Dr. Aguh cautioned that minoxidil would be ineffective in treating excessive hair loss. "It will not work, for instance, on a man who is mostly bald and has a shiny scalp," the author says. There is nothing that can be brought back." She went on to say that the ideal patient is not completely bald but has lost a significant amount of hair, enough so that even an untrained eye would notice it.
Minoxidil pills' use for hair loss treatment is still considered off-label because a comprehensive trial leading to FDA approval has not been conducted. And dermatologists agree that this is likely to continue to be the case.
Dr. King stated that the expense of using oral minoxidil is quite low. There is no need to do clinical research that would cost tens of millions of dollars because there is no motivation to do so. That research will in point of fact, never, ever be completed. "

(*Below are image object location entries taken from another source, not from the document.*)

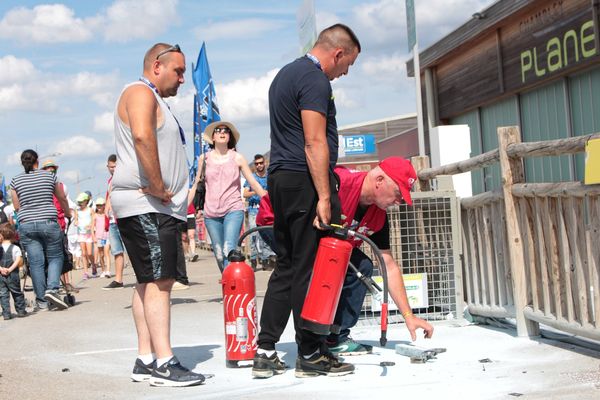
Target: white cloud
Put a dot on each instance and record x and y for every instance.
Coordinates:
(387, 68)
(138, 19)
(14, 158)
(104, 123)
(236, 29)
(12, 97)
(384, 22)
(123, 21)
(245, 99)
(15, 70)
(79, 146)
(48, 92)
(325, 19)
(71, 175)
(100, 88)
(47, 23)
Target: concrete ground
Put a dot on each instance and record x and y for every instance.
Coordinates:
(87, 352)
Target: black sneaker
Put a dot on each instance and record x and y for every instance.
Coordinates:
(321, 364)
(266, 367)
(113, 285)
(173, 374)
(142, 372)
(54, 299)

Patients who take a low dose of minoxidil may experience an increase in the growth of stray hairs on their faces and chins. To combat this issue, some dermatologists, such as Dr. Sinclair, have begun prescribing very low dosages of spironolactone, a medication that is often used to treat high blood pressure but which also inhibits the production of some androgens, hormones related to sexual function.
Patients who do not wish to take an unapproved treatment for their hair loss have two FDA-approved options: over-the-counter medicines that some dermatologists consider ineffective or prescription medications.
Rogaine and finasteride are two examples of these medications. Finasteride is a generic prescription given in greater doses to males to treat a benign enlarged prostate. It is exclusively licensed for men as a treatment for hair loss. In addition to this, it has been connected to sexual dysfunction.